Several decades after Hurston's work, Wade Davis, a Harvard ethnobotanist, presented a pharmacological case for zombies in a 1983 article in the Journal of Ethnopharmacology, and later in two popular books: The Serpent and the Rainbow and Passage of Darkness: The Ethnobiology of the Haitian Zombie.
Davis traveled to Haiti in 1982 and, as a result of his investigations, claimed that a living person can be turned into a zombie by two special powders being introduced into the bloodstream. The first, , includes tetrodotoxin, a powerful and frequently fatal neurotoxin found in the flesh of the pufferfish. The second powder consists of deliriant drugs such as datura. Together these powders were said to induce a deathlike state, in which the will of the victim would be entirely subjected to that of the bokor. Davis also popularized the story of Clairvius Narcisse, who was claimed to have succumbed to this practice. The most ethically questioned and least scientifically explored ingredient of the powders is part of a recently buried child's brain.

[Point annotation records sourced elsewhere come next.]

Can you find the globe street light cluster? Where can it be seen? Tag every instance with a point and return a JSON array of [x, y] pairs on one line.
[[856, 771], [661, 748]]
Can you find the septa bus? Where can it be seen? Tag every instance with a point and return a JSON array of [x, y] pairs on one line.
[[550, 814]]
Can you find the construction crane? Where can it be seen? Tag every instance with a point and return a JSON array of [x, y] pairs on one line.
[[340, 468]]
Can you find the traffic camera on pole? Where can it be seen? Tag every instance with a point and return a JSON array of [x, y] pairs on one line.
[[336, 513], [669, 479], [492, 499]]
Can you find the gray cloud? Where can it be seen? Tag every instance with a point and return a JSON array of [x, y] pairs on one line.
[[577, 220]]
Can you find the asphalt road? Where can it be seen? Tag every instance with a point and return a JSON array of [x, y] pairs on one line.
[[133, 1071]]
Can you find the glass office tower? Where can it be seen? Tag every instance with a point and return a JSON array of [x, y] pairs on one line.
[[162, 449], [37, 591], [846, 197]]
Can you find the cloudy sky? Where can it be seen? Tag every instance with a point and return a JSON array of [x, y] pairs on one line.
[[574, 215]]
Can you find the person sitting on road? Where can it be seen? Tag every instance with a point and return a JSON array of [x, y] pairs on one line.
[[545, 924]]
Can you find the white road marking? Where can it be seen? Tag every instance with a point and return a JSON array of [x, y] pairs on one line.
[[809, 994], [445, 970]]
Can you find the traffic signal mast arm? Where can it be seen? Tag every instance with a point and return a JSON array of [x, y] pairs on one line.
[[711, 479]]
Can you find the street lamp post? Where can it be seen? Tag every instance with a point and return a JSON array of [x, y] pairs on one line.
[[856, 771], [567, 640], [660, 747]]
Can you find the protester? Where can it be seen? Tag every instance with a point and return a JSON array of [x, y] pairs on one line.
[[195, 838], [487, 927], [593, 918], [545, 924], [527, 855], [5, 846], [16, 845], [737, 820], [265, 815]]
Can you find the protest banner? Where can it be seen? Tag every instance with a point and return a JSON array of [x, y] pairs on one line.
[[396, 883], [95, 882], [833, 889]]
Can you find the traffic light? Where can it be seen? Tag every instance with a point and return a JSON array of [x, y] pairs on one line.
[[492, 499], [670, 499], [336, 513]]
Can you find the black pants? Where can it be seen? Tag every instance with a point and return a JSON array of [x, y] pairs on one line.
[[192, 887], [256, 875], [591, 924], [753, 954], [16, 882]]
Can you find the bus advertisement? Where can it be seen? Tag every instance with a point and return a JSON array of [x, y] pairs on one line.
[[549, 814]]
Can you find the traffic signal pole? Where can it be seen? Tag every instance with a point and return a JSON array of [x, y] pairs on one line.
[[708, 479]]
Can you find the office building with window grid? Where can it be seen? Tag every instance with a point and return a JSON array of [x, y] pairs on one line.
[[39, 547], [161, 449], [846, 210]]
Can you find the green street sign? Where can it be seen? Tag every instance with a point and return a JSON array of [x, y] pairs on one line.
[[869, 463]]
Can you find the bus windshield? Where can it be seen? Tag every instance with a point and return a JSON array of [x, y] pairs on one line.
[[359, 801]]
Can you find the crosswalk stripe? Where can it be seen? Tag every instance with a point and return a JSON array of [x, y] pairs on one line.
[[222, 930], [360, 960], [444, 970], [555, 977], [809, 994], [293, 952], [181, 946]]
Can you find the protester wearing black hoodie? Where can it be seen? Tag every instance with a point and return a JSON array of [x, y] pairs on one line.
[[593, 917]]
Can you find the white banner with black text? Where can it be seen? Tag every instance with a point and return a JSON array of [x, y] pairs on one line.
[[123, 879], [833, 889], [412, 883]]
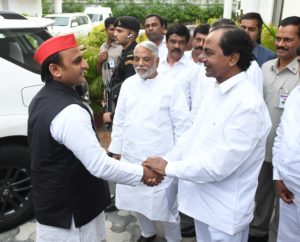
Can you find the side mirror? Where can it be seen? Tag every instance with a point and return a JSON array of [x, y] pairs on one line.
[[74, 24]]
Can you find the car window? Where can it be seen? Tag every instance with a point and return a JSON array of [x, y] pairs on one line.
[[85, 19], [19, 45], [93, 17], [60, 21], [80, 20]]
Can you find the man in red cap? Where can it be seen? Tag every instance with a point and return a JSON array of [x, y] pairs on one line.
[[68, 163]]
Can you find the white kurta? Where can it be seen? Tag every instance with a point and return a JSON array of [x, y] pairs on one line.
[[72, 127], [162, 49], [185, 72], [150, 116], [219, 158], [254, 75]]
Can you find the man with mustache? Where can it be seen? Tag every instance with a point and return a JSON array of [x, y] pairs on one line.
[[199, 36], [218, 159], [252, 23], [155, 27], [150, 116], [68, 165], [178, 66], [125, 33], [281, 75]]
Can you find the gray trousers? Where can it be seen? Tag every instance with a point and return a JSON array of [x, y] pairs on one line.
[[266, 213]]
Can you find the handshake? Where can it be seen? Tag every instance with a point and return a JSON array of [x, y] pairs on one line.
[[154, 170]]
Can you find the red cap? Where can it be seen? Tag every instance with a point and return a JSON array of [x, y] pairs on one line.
[[54, 45]]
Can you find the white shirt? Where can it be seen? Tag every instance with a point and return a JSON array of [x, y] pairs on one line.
[[72, 127], [202, 88], [254, 75], [185, 71], [219, 158], [286, 149], [150, 117], [162, 49]]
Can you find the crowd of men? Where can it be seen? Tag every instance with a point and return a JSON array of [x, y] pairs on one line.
[[192, 133]]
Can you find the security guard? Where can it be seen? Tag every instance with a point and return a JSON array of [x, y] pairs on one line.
[[126, 32]]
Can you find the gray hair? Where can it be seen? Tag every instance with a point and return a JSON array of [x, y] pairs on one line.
[[149, 45]]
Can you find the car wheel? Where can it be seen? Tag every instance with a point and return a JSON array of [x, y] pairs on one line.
[[15, 186]]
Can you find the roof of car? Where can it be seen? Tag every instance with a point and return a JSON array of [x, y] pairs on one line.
[[65, 14], [13, 20]]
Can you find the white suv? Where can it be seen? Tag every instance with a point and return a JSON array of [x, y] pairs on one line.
[[20, 81], [77, 23]]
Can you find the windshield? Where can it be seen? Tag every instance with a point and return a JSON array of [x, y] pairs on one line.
[[94, 17], [19, 45], [60, 21]]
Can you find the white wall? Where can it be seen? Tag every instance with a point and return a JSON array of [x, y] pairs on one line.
[[291, 8], [266, 10], [30, 7]]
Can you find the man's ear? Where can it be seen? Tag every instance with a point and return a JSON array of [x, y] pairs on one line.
[[234, 58], [55, 71]]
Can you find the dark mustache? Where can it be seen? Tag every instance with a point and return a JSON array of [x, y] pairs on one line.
[[282, 48], [176, 50]]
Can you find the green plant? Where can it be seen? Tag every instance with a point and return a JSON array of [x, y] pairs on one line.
[[91, 46]]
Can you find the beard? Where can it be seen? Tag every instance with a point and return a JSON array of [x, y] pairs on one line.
[[145, 72]]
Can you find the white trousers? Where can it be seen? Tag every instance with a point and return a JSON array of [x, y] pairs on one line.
[[148, 228], [289, 222], [206, 233], [94, 231]]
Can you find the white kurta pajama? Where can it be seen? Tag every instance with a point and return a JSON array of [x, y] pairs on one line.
[[286, 167], [219, 158], [72, 127], [150, 116]]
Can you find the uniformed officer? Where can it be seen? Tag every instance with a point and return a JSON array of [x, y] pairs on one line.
[[126, 32]]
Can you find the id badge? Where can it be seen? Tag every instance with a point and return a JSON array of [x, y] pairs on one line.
[[282, 100], [111, 63]]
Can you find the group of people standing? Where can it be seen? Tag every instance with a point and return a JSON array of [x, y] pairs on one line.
[[191, 132]]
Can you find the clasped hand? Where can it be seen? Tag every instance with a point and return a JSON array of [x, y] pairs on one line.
[[154, 170]]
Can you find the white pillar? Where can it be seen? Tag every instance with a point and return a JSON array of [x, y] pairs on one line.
[[250, 6], [227, 9], [58, 6]]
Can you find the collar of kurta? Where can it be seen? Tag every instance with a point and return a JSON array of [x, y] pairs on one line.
[[232, 81], [183, 60], [293, 66]]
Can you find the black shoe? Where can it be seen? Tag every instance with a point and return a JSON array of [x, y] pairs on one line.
[[188, 232], [146, 239], [252, 238]]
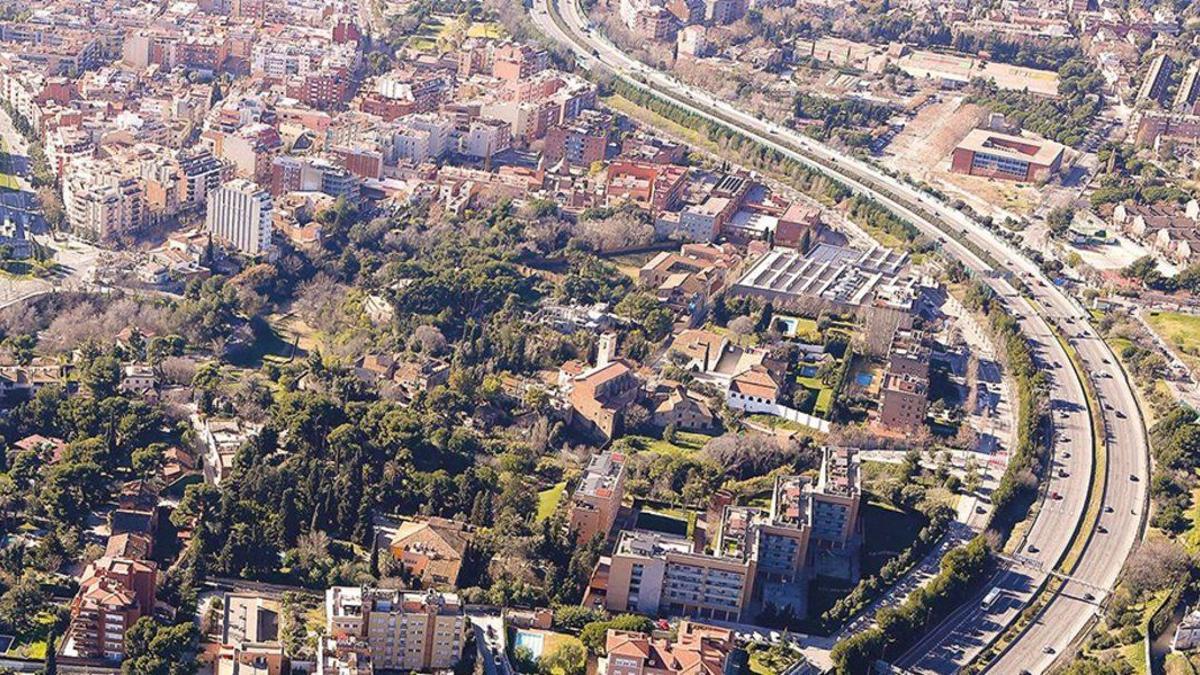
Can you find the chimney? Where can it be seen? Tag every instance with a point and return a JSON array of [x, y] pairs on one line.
[[607, 350]]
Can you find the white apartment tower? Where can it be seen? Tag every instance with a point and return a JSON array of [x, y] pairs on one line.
[[240, 215]]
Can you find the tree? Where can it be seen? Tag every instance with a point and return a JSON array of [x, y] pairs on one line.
[[1158, 563], [594, 634], [153, 649], [21, 604], [72, 489], [570, 658], [742, 327]]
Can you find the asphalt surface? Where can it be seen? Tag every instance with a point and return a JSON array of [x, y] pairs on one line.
[[970, 629]]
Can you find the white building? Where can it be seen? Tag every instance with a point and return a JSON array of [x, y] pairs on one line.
[[240, 215], [421, 137], [100, 201], [485, 138]]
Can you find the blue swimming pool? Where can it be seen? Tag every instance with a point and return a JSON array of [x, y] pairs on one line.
[[532, 641]]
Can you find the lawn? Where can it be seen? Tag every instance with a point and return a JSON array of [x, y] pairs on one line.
[[685, 443], [886, 532], [491, 30], [549, 500], [777, 422], [1182, 330], [825, 395]]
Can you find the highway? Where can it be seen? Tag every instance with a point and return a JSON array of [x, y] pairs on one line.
[[970, 629]]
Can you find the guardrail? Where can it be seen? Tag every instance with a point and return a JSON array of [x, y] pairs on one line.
[[1069, 559]]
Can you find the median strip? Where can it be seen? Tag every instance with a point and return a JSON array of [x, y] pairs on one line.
[[1084, 527]]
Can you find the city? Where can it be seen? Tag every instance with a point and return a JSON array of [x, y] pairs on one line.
[[599, 336]]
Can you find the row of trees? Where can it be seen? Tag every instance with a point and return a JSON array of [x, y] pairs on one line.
[[898, 627], [1015, 490]]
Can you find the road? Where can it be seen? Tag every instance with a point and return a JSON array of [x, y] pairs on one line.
[[967, 632]]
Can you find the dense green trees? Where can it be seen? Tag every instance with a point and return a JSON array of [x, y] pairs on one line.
[[1066, 118], [898, 627]]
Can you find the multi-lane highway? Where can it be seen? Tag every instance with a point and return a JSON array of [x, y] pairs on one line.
[[1066, 483]]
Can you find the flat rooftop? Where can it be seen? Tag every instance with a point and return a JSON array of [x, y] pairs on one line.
[[831, 273], [1011, 147], [601, 475]]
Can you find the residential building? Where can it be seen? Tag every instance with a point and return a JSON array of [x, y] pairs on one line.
[[405, 631], [581, 142], [101, 201], [659, 573], [904, 401], [690, 280], [431, 549], [597, 499], [113, 595], [696, 650], [250, 637], [1158, 79], [239, 214], [835, 499], [723, 12], [343, 656]]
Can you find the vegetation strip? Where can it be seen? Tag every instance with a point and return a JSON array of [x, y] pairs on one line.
[[1084, 529]]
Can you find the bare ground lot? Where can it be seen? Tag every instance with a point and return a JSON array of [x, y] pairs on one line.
[[923, 150]]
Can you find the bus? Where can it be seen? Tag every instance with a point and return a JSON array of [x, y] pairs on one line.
[[990, 598]]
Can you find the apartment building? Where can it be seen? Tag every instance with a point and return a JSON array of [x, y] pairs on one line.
[[343, 656], [420, 138], [597, 500], [113, 595], [405, 631], [757, 554], [660, 573], [837, 497], [581, 142], [250, 637], [101, 201], [240, 215], [1158, 79]]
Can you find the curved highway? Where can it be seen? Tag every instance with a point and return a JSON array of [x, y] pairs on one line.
[[1066, 483]]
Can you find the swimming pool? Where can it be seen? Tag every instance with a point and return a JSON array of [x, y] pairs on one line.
[[532, 641]]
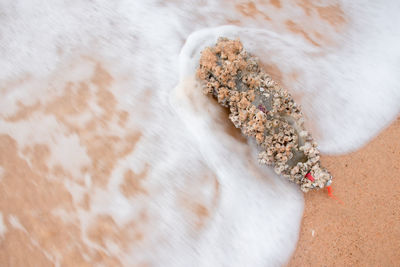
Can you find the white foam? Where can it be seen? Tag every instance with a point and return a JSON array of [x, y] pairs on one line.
[[350, 92]]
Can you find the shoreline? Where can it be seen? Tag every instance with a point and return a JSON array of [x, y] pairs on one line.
[[365, 230]]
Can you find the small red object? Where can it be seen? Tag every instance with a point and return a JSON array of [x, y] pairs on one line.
[[309, 177]]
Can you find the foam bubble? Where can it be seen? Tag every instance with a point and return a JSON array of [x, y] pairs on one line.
[[346, 81]]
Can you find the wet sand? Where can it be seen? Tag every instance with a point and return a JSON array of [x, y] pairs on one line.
[[365, 230]]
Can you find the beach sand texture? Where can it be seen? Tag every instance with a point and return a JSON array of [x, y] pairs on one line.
[[110, 154]]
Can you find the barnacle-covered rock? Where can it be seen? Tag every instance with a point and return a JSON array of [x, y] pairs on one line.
[[262, 110]]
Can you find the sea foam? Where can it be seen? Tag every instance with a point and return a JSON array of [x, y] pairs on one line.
[[206, 200]]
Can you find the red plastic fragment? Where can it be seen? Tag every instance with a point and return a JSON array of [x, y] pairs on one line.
[[309, 177]]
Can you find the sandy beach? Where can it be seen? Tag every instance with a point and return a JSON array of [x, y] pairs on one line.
[[107, 158], [365, 229]]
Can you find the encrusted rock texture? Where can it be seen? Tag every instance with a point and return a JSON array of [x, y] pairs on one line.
[[263, 110]]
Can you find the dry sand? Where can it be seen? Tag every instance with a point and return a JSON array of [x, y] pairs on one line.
[[365, 230]]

The process described by Davis was an initial state of deathlike suspended animation, followed by re-awakening – typically after being buried – into a psychotic state. The psychosis induced by the drug and psychological trauma was hypothesised by Davis to reinforce culturally learned beliefs and to cause the individual to reconstruct their identity as that of a zombie, since they "knew" that they were dead and had no other role to play in the Haitian society. Societal reinforcement of the belief was hypothesized by Davis to confirm for the zombie individual the zombie state, and such individuals were known to hang around in graveyards, exhibiting attitudes of low affect.
Davis's claim has been criticized, particularly the suggestion that Haitian witch doctors can keep "zombies" in a state of pharmacologically induced trance for many years. Symptoms of TTX poisoning range from numbness and nausea to paralysis – particularly of the muscles of the diaphragm – unconsciousness, and death, but do not include a stiffened gait or a deathlike trance. According to psychologist Terence Hines, Davis assessment of the nature of the reports of Haitian zombies is 'overly credulous'.